Not sure if it'd be worth trying out this approach for Core_kernel, but with OCaml annotations and ppx it might be possible to automatically infer and check:
* annotate stack depth of function (none, tail-recursive, linear-recursive, tree-recursive)
* annotate worst-case time complexity (guaranteed const (no loops, or just constant length ones, no recursion, no allocation); const (like guaranteed but with allocations); log (manual annotation); linear (recursion with decreasing list or loop); quadratic (one nested loop); unknown)
* I/O blocking behaviour (although you do this by hiding the blocking functions in Async.Std already)

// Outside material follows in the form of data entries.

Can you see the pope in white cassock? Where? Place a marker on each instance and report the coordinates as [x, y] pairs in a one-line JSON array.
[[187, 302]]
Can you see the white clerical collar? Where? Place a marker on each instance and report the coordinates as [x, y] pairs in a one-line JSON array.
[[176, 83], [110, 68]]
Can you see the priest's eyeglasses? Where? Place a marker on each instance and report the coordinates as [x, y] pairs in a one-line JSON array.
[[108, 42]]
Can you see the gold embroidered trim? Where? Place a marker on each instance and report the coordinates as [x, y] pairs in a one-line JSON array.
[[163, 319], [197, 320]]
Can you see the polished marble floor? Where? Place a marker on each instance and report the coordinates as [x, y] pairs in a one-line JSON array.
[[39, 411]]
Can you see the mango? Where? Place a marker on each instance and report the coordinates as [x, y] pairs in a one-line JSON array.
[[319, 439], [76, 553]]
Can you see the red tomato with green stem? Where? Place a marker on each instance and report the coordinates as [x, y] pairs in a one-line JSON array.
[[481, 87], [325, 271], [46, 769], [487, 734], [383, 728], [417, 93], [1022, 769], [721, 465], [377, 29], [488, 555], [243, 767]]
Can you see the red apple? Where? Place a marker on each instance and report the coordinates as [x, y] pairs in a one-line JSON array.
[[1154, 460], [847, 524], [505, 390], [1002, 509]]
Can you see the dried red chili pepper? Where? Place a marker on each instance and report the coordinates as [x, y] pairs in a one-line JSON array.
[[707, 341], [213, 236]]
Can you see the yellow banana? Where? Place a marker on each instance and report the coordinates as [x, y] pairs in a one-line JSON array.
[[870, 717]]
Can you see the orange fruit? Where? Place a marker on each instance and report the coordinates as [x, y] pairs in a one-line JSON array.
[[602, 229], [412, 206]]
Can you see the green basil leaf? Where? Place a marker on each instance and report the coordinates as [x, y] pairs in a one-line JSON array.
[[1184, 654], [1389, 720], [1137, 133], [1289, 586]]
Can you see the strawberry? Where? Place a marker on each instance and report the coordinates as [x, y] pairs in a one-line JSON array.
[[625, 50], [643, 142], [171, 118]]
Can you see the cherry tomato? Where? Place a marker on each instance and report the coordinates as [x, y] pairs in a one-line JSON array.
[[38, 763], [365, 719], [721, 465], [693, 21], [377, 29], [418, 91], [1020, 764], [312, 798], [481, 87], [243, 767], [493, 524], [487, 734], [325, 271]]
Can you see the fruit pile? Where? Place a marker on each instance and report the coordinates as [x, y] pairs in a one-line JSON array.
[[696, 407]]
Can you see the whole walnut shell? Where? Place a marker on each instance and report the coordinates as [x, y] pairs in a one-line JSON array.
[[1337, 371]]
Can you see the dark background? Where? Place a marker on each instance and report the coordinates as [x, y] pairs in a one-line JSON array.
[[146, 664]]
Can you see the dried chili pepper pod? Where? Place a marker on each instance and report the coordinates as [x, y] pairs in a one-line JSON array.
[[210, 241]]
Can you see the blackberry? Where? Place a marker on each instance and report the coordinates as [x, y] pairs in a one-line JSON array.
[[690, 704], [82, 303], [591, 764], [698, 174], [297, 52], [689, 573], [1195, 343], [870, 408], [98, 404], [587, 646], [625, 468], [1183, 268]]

For real time user applications such as games, newsfeeds, and mobile apps that have visual/audio feedback, I'm certain that the most important feature is the ability to have applications themselves control the process of collecting and the time constraints to operate within. It is possible to have a collector that is less efficient, but be entirely perceived to be more responsive as long as the wasteful or less efficient work is done at times when it does not matter - and this tradeoff would be gladly welcomed.
So much of UI application time is idle. Even during fluid animations, the majority of the frame time goes wasted. But then something like Objective-C's ARC frees large trees of memory, or perhaps Java's GC collects, and causes your frame time to exceed 16ms. For UI applications, there are periods of time (during animations) where you must hit 16ms deadlines, and the difference between 1ms and 15ms is nothing, but the difference between 16ms and 17ms is everything. UI application animations are like train schedules. If you miss one train by only a microsecond, you still have to wait the entire time until the next train arrives. You don't get points for almost making the train. Furthermore, only the application can know the train schedule. It isn't something the language runtime can possibly know, so to do this right, the language must anticipate this and accept input from the application frameworks.
Then there are other times when we are not performing an animation and we know that we could block a thread for as much as 50ms, without having any perceived delay experienced by the user. The latency constraints for starting a continuous interaction are larger than the constraints for continuing a continuous interaction. So in this case, our application still knows the train schedule, it's just a different train schedule that allows for more time to kill. If applications could tell the GC about this, it might decide that it's a good time to perform a major collection.
I've found that many of what people consider to be performance problems in UI applications aren't problems of efficiency, they're problems of scheduling.